Maybe it’s the designer in me, but I always appreciate when little things have meaning. I love the story behind them. Which is why today I’m opening up on what RER means to me. It’s not always easy to be vulnerable, but I think sometimes it’s important to share.
I remember the first time I realized we had the same initials. I was probably like 6 years old and I was wearing your giiiiiant navy blue fluffy robe, with RER embroidered in white right on it. I thought it was so cool that you were that obsessed with me that you embroidered MY initials on YOUR robe. That’s when you explained to me that they were your initials too. MY MIND WAS BLOWN. You mean to tell me your birth-given name wasn’t grandpa?? AND you mean to tell me we share the same three letters. AND you mean to tell me it wasn’t a coincidence but that my parents did that on purpose?? MIND BLOWN.

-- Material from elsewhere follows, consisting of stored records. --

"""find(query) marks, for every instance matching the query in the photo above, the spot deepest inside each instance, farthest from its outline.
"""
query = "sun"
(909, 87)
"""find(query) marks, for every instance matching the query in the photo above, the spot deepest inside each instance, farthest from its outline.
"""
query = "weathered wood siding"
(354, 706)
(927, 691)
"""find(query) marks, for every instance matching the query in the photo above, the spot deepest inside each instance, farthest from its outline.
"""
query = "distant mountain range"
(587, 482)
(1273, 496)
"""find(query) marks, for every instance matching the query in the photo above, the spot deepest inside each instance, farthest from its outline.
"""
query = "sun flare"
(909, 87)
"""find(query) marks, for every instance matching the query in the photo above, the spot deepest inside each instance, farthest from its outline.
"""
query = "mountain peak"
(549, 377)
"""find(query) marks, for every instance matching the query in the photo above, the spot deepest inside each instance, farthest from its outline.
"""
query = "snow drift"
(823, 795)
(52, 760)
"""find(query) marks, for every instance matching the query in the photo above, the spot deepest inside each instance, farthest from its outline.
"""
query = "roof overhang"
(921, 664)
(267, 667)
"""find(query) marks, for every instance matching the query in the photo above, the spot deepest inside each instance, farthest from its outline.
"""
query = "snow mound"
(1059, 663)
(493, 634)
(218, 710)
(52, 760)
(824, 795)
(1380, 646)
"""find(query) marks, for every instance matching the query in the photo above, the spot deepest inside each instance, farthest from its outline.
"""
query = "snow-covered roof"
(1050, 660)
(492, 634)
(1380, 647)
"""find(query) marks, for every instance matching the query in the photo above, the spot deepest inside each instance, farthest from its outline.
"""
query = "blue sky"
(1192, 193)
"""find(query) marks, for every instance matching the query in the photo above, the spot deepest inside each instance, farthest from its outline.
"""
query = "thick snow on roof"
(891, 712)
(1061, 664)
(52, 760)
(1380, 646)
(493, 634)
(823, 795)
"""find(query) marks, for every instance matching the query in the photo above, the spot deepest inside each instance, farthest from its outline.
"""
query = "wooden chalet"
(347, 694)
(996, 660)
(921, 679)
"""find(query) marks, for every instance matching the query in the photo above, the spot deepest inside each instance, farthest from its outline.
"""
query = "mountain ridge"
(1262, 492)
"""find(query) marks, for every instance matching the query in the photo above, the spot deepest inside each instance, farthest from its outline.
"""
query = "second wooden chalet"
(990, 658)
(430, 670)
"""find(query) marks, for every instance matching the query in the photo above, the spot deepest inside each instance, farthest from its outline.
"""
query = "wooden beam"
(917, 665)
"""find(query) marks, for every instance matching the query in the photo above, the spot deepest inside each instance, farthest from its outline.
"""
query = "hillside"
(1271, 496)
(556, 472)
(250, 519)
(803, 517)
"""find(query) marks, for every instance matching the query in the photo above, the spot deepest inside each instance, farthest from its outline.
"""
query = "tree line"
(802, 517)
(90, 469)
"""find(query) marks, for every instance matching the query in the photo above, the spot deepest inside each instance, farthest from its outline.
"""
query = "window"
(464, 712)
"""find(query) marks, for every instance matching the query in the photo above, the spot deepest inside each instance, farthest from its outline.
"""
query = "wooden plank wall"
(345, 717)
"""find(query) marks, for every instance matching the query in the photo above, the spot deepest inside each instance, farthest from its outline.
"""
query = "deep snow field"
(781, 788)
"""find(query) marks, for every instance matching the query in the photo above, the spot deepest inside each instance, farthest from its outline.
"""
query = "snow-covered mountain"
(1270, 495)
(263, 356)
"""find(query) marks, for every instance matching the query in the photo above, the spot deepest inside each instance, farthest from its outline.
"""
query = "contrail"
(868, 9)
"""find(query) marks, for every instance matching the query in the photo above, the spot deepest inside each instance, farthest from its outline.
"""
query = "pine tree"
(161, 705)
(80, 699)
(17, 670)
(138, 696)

I instantly became obsessed with everything you had that said “RER” because hey, it was mine too - right? Your car even had RER on the plates, and you best believe I thought it was mine the day I turned 16 (it wasn't).
You taught me so much and I have so many memories with you. My first plane ride, (where I threw up - my bad), horse races, parades, shopping trips, graduations - I remember a lot. I could go on and on - but I think I’ll just point out a few small stores that taught me a lot.
I remember when you “retired”. But you never really did. You always found work to do because you couldn’t sit still. You worked at an office supply store and loved it, and everyone loved you. Though you did get strangely obsessed with label makers for a minute. You always claimed you worked that job to pay for my shopping sprees, but I think you just liked to talk to people. You loved to joke and you loved to make people laugh. That’s when I learned that work doesn’t have to be horrible, it can actually be a little fun.
I remember the first time I saw you cry. It was in the fourth grade, grandparents day. You and grandma got the “traveled the farthest” award. We sang American songs and I looked up to see you in the crowd with tears. That’s when I learned that it’s okay to be strong and to have emotions.
I remember the thousssands of e-mails you sent. I think you were sending memes before the world even knew what memes were. These emails were filled with jokes, stories, puppies, you name it. That’s when I learned that even a small thing, like an e-mail, can brighten someone’s most stressful day.
I remember when you got sick. One Thanksgiving, I was home from college and you were home from the hospital, and I wheel-chaired you from the living room to the dining room. You grabbed the wires connected from your oxygen to your nose, formed them in a circle and held the circle out in front of you and pretended to be a race car driver. It was hilarious. That’s when I learned to find light in the hard times.
It’s been a few years since you’ve been gone, but I still think about you all the time. You taught me how to work hard and how to have fun at the same time. You taught me that life is serious, but to not take it too seriously. You taught me how to be honest. You taught me so much, RER, and I don’t think I’ll ever sign a single painting without thinking of you. So grateful to be your granddaughter and to share those three letters.